Multiple Clustering Indexes

Introduction

Covering indexes can result in orders of magnitude performance improvements for queries. Bradley's presentation describes what a covering key is, how it can effect performance, and why it works. However, the definition of covering indexes can get cumbersome since MySQL limits the number of columns in a key to 16 (32 on MariaDB).

Tokutek introduced multiple clustering indexes into MySQL to address these problems. Zardosht describes the multiple clustering indexes feature and how clustering indexes differ from covering indexes. Zardosht also describes the query versus update tradeoffs.

TokuDB now runs in MySQL 5.5, MariaDB 5.5, Percona Server 5.6, and MariaDB 10. Multiple clustering indexes are supported on all of these platforms. However, the user interface for multiple clustering indexes is slightly different. We describe the differences here.

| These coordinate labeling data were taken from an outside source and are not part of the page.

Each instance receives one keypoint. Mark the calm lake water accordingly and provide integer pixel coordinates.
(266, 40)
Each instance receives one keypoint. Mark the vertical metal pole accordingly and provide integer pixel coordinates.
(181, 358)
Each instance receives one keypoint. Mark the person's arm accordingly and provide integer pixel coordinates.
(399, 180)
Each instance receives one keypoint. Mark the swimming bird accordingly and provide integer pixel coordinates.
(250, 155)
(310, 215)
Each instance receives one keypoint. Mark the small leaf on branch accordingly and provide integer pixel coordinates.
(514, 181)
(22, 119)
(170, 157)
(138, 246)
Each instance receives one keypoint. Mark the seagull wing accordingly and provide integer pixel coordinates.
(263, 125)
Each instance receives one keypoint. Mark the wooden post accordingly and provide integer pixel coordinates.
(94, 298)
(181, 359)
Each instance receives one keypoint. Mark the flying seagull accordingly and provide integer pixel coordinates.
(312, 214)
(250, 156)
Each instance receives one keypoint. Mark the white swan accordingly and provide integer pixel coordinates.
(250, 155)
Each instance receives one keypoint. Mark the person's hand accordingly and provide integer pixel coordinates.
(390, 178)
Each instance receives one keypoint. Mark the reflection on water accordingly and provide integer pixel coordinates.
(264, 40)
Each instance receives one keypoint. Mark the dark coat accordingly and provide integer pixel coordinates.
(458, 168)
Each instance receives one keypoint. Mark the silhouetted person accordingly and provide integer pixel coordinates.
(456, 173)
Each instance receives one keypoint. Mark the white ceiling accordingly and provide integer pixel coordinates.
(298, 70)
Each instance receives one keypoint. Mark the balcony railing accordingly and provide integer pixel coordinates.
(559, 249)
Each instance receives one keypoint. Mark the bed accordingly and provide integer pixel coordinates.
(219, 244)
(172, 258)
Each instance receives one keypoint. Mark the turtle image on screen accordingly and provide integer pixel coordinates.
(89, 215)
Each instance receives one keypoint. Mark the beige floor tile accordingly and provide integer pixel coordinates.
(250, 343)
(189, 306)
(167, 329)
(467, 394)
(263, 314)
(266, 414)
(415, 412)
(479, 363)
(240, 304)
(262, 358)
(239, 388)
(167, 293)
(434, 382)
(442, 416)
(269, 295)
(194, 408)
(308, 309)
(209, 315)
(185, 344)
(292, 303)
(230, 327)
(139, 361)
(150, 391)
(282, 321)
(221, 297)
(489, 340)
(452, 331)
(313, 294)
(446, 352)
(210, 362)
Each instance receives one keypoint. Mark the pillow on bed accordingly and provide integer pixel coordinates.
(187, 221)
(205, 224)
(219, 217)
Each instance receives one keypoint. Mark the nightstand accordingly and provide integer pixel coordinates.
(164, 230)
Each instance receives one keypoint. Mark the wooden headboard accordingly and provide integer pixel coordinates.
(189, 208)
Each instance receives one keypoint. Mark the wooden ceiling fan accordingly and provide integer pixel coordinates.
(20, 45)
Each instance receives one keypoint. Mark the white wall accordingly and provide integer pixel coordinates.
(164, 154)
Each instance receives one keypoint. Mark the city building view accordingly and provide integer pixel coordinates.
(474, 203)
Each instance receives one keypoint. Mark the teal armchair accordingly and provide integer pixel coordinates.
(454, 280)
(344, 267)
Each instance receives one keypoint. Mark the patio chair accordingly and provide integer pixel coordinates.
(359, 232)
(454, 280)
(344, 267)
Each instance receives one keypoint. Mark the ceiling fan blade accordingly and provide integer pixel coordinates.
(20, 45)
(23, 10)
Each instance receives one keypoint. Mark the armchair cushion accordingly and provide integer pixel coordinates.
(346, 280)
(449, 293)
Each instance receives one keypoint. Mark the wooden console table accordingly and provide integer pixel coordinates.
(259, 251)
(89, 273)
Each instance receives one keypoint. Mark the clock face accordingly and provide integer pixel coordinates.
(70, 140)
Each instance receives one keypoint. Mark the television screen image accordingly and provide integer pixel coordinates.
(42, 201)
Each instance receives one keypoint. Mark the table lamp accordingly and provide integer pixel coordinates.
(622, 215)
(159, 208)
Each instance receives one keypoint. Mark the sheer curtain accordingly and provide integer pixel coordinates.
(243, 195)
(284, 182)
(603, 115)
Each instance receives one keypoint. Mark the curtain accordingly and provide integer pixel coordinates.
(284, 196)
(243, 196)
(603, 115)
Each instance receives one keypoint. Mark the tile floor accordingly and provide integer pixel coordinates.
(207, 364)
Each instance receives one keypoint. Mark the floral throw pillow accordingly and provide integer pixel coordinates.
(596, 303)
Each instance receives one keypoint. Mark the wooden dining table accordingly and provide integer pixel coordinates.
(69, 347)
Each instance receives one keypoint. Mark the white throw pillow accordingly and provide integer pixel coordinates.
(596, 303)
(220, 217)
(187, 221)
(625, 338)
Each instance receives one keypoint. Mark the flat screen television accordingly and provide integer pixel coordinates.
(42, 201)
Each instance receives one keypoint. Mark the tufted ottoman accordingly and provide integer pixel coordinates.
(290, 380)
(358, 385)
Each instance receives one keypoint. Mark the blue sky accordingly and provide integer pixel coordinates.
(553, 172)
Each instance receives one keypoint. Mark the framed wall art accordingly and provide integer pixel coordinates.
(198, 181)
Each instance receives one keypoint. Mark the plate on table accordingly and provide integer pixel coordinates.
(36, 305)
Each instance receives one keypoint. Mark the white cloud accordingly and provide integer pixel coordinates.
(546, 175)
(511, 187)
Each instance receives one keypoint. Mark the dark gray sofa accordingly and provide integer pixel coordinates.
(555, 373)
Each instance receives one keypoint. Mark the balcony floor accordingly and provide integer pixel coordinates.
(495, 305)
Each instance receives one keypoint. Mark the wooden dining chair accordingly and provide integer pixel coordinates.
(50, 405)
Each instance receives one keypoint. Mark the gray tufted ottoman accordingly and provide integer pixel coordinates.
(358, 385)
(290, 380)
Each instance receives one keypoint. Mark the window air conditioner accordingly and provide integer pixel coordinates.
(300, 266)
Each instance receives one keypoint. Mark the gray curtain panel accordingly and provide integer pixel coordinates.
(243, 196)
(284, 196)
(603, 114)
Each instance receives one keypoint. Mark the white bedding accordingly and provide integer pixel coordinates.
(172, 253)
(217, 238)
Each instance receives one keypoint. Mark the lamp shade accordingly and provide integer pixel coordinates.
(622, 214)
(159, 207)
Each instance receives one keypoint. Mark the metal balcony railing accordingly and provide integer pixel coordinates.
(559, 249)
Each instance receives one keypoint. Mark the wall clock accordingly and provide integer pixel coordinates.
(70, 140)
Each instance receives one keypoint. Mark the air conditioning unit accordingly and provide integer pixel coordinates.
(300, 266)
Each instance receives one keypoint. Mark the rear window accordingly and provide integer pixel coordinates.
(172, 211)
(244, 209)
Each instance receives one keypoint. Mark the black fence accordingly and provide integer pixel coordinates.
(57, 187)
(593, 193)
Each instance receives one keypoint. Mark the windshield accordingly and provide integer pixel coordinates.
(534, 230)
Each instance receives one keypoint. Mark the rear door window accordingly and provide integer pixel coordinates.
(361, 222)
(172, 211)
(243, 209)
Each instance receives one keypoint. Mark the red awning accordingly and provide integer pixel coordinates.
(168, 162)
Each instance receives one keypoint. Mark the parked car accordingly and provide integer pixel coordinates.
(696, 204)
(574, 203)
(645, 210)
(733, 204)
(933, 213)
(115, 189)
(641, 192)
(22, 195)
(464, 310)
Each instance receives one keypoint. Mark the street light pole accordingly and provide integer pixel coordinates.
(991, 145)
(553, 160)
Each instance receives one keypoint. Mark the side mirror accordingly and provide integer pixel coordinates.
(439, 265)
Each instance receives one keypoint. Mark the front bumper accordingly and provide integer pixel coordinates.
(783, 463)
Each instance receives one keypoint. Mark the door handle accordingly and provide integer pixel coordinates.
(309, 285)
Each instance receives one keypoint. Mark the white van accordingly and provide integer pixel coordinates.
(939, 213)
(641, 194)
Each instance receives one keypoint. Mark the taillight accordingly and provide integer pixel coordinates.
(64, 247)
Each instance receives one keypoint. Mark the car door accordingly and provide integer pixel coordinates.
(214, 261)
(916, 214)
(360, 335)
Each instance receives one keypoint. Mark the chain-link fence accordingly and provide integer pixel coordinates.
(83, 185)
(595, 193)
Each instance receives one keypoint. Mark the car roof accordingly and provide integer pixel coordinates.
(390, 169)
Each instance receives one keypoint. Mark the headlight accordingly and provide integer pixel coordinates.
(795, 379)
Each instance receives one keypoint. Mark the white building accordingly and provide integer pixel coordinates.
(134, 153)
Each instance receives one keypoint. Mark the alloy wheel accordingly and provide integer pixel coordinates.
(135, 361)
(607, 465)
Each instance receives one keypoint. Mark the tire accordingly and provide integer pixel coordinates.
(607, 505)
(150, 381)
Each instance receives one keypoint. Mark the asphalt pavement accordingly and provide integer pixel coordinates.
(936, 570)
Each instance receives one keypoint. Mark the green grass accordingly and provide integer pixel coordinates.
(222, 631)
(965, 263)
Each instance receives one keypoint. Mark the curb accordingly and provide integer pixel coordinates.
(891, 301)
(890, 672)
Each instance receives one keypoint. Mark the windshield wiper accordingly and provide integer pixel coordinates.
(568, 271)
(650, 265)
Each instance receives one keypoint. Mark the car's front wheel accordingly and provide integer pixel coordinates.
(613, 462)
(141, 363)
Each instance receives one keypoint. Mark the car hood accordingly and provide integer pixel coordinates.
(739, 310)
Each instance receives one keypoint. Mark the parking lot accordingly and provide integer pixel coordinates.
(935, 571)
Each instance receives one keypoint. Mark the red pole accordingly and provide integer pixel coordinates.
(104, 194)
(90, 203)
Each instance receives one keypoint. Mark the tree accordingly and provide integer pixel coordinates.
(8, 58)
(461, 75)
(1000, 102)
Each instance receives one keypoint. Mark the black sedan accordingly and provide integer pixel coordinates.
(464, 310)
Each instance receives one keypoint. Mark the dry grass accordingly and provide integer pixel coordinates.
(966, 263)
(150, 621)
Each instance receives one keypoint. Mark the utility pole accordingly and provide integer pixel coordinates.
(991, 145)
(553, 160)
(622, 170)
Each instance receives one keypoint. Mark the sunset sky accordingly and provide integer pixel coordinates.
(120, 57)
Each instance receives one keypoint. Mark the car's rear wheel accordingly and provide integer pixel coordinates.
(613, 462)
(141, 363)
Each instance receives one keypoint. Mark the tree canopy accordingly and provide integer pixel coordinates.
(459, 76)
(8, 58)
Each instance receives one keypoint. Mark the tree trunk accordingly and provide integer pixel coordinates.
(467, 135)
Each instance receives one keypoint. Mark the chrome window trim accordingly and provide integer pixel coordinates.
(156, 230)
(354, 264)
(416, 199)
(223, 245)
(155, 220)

Tokutek's user interface for clustering indexes

Tokutek added the clustering attribute to the key definition and extended the MySQL and MariaDB grammar to use it. We also tweaked the query optimizer to understand that clustering indexes cover all of the columns defined in the table.

Create a TokuDB table with a secondary clustering index.

mysql> create table t (x int, y int, z int, key(x), clustering key(y));

mysql> show create table t;
CREATE TABLE `t` (
  `x` int(11) DEFAULT NULL,
  `y` int(11) DEFAULT NULL,
  `z` int(11) DEFAULT NULL,
  KEY `x` (`x`),
  CLUSTERING KEY `y` (`y`)
) ENGINE=TokuDB DEFAULT CHARSET=latin1

Add a clustering index to an existing TokuDB table.

mysql> create clustering index z on t(z);

mysql> show create table t;
CREATE TABLE `t` (
  `x` int(11) DEFAULT NULL,
  `y` int(11) DEFAULT NULL,
  `z` int(11) DEFAULT NULL,
  KEY `x` (`x`),
  CLUSTERING KEY `y` (`y`),
  CLUSTERING KEY `z` (`z`)
) ENGINE=TokuDB DEFAULT CHARSET=latin1

Percona Server's user interface for clustering indexes

The clustering key user interface in Percona Server has the same grammar as Tokutek's so the user interface is the same as Tokutek's. However, Percona decided to not allow secondary clustering indexes to be created on InnoDB, which does not support them yet. In contrast, Tokutek's implementation silently ignores the clustering keywords for InnoDB. In fact the examples in the previous section were captured on Percona Server 5.6.

Percona Server will not create an InnoDB table with a secondary clustering index.

mysql> create table t (x int, y int, z int, clustering key(x)) engine=innodb;
ERROR 1478 (HY000): Table storage engine 'InnoDB' does not support the create option 'CLUSTERING'

Percona Server will not add a secondary clustering index to an InnoDB table because InnoDB does not support it.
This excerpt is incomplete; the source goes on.